News from Our State and Local Operations (NL2104}
A slew of FAIR-endorsed bills are under consideration in the 2021 session of the North Carolina legislature. These bills would require state agencies to comply with ICE immigration detainers (SB 101); require the use of the federal Systematic Alien Verification for Entitlements (SAVE) database to prevent ineligible aliens from collecting public benefits (HB 29); mandatory use of E-Verify for all companies in the state employing more than five workers (HB 43); and banning sanctuary policies anywhere in the state (HB 62). The biggest hurdle for all of these
commonsense bills is getting past the veto pen of Democratic Gov. Roy Cooper. In the last session, Gov. Cooper (who faces reelection next year) vetoed legislation a bill similar to SB 101.
In the past few years, Colorado has moved in the direction of the most radical sanctuary states, approving driver’s licenses for illegal aliens, granting illegal aliens tenant protection, and a statewide sanctuary law that prevents state and local agencies from cooperating in many ways with federal immigration authorities. But even that is not good enough for illegal alien advocacy groups in Colorado. This legislative session, more immigration legislation is being considered including a bill, Senate Bill 131, to prevent Colorado officials from sharing personal
identification information (PII) with Immigration and Customs Enforcement (ICE). SB 131 includes measures in several categories to deliberately conceal PII from reaching federal immigration authorities. In addition, it prohibits the collection of some PII so agencies don’t have the information in the first place. The bill bars the sharing of any “information that may be used, along or in conjunction with any other information, to identify a specific individual.” SB 131 is currently being considered by a Senate committee.

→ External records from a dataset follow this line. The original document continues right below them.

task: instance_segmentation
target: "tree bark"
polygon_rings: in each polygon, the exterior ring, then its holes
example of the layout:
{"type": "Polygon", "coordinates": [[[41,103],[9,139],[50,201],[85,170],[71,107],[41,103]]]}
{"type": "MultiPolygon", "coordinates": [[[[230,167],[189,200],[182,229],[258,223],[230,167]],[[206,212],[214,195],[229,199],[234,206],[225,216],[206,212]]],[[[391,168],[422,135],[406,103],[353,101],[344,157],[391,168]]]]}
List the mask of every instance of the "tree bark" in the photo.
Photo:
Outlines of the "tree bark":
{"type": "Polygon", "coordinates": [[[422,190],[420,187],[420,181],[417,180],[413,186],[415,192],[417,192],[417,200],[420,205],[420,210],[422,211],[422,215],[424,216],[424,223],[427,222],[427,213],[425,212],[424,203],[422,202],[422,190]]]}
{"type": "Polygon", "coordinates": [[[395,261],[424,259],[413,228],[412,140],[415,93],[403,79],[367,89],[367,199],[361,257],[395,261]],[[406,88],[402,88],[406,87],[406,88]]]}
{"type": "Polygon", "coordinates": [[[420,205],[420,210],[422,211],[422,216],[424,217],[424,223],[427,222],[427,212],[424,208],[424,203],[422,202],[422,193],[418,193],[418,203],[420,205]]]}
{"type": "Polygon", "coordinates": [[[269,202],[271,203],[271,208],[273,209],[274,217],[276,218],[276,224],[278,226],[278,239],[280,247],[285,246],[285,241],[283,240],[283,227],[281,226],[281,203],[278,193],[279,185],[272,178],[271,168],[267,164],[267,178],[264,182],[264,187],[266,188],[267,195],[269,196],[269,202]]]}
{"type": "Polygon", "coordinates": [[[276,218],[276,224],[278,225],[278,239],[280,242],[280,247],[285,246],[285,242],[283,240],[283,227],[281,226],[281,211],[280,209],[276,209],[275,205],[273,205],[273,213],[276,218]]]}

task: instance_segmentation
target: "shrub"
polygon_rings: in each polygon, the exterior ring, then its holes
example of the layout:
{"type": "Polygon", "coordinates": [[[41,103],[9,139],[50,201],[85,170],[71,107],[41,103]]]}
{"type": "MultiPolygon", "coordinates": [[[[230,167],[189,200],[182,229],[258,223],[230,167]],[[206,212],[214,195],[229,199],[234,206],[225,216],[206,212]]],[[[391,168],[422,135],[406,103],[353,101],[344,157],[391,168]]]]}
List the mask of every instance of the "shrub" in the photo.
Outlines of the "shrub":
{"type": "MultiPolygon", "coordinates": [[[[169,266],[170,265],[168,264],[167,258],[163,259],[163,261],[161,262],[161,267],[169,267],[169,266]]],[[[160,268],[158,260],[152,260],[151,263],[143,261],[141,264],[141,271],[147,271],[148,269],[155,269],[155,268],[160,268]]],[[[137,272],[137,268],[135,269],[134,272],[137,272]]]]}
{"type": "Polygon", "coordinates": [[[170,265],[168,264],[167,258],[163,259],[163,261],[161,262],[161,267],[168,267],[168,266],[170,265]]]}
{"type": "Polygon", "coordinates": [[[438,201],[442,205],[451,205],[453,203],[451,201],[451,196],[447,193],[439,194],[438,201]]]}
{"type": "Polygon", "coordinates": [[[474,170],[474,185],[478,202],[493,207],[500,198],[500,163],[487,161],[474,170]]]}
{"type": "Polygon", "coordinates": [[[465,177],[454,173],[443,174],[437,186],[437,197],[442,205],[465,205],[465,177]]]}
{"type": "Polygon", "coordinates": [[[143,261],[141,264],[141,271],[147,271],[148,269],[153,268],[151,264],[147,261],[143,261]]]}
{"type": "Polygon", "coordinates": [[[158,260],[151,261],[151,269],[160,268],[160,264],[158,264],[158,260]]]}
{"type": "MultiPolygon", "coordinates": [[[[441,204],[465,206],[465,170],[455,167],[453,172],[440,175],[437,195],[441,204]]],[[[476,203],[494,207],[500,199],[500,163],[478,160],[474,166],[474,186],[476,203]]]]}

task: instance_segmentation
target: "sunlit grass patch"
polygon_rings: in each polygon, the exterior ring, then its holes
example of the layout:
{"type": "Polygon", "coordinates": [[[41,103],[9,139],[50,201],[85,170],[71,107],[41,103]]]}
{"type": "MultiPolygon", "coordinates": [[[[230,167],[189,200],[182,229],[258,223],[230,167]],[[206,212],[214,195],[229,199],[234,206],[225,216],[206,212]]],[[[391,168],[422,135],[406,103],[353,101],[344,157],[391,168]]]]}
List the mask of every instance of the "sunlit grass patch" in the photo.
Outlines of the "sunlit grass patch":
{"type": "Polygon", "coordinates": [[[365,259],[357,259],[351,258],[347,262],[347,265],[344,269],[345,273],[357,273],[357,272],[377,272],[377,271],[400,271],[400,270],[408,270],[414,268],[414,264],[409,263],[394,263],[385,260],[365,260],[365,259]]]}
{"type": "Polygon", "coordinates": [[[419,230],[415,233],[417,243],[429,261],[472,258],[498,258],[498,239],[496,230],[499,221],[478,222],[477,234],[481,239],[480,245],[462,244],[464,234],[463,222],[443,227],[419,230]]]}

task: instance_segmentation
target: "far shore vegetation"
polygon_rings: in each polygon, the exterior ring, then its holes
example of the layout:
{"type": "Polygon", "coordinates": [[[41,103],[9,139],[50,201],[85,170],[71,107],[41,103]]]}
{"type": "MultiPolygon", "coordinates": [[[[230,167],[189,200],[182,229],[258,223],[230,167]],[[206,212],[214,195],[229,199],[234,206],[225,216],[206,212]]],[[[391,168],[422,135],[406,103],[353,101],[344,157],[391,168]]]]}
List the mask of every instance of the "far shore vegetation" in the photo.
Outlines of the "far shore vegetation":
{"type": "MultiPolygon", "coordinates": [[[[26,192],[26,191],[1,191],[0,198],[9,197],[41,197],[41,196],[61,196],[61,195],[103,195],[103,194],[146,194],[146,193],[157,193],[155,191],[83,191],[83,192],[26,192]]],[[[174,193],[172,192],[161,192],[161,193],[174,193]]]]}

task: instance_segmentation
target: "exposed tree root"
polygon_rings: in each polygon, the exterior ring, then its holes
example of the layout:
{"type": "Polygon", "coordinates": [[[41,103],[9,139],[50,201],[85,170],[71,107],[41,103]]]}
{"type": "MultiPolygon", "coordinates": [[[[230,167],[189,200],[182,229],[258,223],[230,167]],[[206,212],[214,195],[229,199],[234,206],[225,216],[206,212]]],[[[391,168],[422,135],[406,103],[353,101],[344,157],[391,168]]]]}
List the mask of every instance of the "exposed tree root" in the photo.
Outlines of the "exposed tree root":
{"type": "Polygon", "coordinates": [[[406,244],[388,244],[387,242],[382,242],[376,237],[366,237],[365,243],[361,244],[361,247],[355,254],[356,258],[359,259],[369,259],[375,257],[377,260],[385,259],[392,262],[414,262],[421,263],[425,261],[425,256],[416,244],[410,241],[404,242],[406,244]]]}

Minnesota is one of the three states considering bills to grant driver’s licenses to illegal aliens. (The other two are Pennsylvania and Idaho, where the bills have little chance of passage.) House File 1163 was introduced by Democratic House Majority Leader Ryan Winkler in February and was quickly voted out of the House Judiciary Finance and Civil Law Committee, by a party-line 10-5 vote on February 26. The bill is now in the House Transportation Finance and Policy Committee. The effort faces tougher going in the Republican-controlled Minnesota Senate. No companion legislation has been introduced in that chamber, although the state’s powerful agricultural lobby is likely to pressure the Senate to act. Gov. Tim Walz, a vocal advocate for illegal aliens, would almost certainly sign the bill if it were to reach his desk.